# MUDDY GIRLS!



## Destin (Aug 15, 2011)

Ok, so there is only one photo of muddy girls. And it's at the bottom. So you have to look at the rest of them first! HA! 

But seriously, my fire dept. had our annual mud races on saturday. Over 80 wheelers raced, and we have about 400 spectators show up. All in all, we did pretty good. I was the photographer for the day. Here are a few shots, just for fun. C&C if you wish. 

Excuse the watermarks. I pulled these from the gallery where they are for sale. I'm too lazy to upload them again to a hidden gallery with no watermarks. 

1.)






2.)





3.)





4.)





5.) This guy has about $30,000 into his wheeler. Mud Racing is all he does. Just imagine the camera gear that could buy... 





6.) 





7.)


----------



## mishele (Aug 15, 2011)

There is no excuse for that watermark......lol
I would comment on your shots if I could see them.......
A+++ on the title though!!!


----------



## Destin (Aug 15, 2011)

mishele said:


> There is no excuse for that watermark......lol
> I would comment on your shots if I could see them.......
> A+++ on the title though!!!



Haha the thing is, compared to the photographers that I compete against in my area, my watermark is nothing. 

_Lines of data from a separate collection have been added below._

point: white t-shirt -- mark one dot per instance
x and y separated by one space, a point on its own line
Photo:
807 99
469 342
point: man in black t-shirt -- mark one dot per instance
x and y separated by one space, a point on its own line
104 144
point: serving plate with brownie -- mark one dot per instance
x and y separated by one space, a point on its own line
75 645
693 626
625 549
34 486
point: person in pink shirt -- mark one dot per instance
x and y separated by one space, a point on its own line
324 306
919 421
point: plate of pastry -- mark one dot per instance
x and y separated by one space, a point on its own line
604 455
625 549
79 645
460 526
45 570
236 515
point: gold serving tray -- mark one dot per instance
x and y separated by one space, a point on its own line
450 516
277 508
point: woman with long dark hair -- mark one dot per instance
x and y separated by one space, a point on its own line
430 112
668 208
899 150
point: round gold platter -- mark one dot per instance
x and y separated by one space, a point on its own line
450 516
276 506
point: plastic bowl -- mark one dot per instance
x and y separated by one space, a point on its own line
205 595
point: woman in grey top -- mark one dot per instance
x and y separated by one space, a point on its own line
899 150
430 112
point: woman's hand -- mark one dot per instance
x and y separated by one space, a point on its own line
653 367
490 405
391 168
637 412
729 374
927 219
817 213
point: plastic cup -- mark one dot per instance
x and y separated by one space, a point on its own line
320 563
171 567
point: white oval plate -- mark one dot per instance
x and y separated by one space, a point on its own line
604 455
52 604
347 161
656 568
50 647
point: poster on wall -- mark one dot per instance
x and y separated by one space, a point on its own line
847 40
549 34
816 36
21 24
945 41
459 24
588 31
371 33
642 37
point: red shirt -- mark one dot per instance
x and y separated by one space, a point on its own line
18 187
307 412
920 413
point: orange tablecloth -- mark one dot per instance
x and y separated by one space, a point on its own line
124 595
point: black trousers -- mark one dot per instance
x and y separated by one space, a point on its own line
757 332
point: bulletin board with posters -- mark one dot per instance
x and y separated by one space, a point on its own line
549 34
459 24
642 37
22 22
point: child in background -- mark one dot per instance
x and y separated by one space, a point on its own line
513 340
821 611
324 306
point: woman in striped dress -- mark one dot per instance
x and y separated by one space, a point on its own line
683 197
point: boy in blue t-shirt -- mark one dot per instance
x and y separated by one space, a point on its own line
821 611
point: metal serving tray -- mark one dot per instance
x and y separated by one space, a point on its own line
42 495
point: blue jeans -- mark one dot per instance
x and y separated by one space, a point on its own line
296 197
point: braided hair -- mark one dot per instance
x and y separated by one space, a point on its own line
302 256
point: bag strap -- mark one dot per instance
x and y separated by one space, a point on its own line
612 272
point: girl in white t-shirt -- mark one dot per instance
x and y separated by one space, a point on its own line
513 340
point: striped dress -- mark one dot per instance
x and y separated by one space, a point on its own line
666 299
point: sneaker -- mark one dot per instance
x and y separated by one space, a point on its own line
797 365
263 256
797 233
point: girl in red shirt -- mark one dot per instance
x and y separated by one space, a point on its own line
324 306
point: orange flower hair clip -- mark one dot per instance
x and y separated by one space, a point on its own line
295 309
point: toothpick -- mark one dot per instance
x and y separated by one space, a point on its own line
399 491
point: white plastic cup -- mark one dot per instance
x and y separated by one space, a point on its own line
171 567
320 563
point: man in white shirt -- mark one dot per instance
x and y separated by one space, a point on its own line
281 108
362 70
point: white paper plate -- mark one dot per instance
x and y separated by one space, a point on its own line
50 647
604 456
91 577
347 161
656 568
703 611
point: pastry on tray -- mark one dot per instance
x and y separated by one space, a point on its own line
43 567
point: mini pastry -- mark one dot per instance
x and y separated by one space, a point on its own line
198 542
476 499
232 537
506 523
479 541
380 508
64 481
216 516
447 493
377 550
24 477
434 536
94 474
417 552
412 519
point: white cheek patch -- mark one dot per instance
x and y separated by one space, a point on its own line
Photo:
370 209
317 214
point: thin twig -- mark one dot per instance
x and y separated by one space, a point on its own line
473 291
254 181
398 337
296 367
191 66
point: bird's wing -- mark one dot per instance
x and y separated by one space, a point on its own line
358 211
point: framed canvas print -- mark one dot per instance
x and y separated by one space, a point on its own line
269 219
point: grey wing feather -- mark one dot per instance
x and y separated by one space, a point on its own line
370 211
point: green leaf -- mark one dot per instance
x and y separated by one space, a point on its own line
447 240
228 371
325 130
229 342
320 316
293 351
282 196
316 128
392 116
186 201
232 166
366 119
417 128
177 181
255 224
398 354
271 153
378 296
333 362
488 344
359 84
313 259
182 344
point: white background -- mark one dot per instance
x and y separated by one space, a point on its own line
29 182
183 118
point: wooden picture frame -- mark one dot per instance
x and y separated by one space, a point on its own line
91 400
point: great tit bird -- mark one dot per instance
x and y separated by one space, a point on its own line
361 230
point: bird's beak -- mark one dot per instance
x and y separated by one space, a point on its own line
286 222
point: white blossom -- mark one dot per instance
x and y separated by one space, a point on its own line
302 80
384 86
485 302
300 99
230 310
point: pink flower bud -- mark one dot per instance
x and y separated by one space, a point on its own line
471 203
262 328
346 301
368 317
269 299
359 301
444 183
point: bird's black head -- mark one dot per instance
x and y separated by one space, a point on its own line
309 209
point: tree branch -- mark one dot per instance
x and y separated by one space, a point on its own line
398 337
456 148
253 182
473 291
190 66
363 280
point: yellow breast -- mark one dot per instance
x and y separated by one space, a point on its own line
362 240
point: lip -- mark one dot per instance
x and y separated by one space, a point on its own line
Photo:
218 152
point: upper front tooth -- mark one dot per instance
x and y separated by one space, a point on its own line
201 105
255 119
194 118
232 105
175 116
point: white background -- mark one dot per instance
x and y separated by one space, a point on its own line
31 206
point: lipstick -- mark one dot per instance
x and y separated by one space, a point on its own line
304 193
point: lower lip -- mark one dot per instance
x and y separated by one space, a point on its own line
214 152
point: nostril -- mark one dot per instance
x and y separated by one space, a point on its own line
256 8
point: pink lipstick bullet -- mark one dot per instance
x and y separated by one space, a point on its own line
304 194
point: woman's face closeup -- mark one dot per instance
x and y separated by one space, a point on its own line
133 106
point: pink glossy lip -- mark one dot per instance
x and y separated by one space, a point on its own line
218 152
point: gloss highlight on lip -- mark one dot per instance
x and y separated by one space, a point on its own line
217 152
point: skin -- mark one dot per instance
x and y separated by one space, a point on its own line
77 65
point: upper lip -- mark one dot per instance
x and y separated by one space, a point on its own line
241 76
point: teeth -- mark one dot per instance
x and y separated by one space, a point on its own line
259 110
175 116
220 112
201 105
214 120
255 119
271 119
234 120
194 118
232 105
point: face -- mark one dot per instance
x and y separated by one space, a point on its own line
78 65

This one was designed to go on baseball photos, where everything is generally a lighter color, and it became VERY transparent. This is my first time trying it on darker photos. Clearly need to make a new one when i get time.


----------



## sierramister (Aug 15, 2011)

Just a matter of personal preference, but I usually think to myself that action shots should be oriented the direction of the action.  Like in 3 and 4 I would have landscaped the orientation so as to see the mud trail leading in and out.  Not a criticism, just my own personal taste that I thought I would share.


----------



## shortpants (Aug 15, 2011)

I never complain about watermarks but yours is pretty obnoxious. I want to see your pictures, they look decent, but I can't get past the giant bullseye on all of them.


----------



## unpopular (Aug 15, 2011)

I am the host of a little league motorsports fan page, I was going to steal these invaluable images and illegally post them there, but I couldn't! Could you please remove the watermarks?


----------



## MTVision (Aug 15, 2011)

I say this all the time but you could use a small watermark and put in a spot where it can't get cropped out - next to persons head. That is way too big and takes up the whole picture.


----------



## amandalee (Aug 15, 2011)

Agreed on the watermark... I think if you are too lazy to re-upload it then most people will be too lazy to comment on the pictures...


----------



## Railphotog (Aug 15, 2011)

Great watermark!  What's the rest of the stuff behind it?

U G L Y


----------



## Kerbouchard (Aug 15, 2011)

Railphotog said:


> Great watermark!  What's the rest of the stuff behind it?
> 
> U G L Y



There is stuff behind it?


----------



## imagemaker46 (Aug 15, 2011)

Sweet watermark.......you in the design business?


----------



## Robin Usagani (Aug 15, 2011)

That's what a watermark is for.   Nice photos Destin.  Where is the nip slip?  Lol. Jk.


----------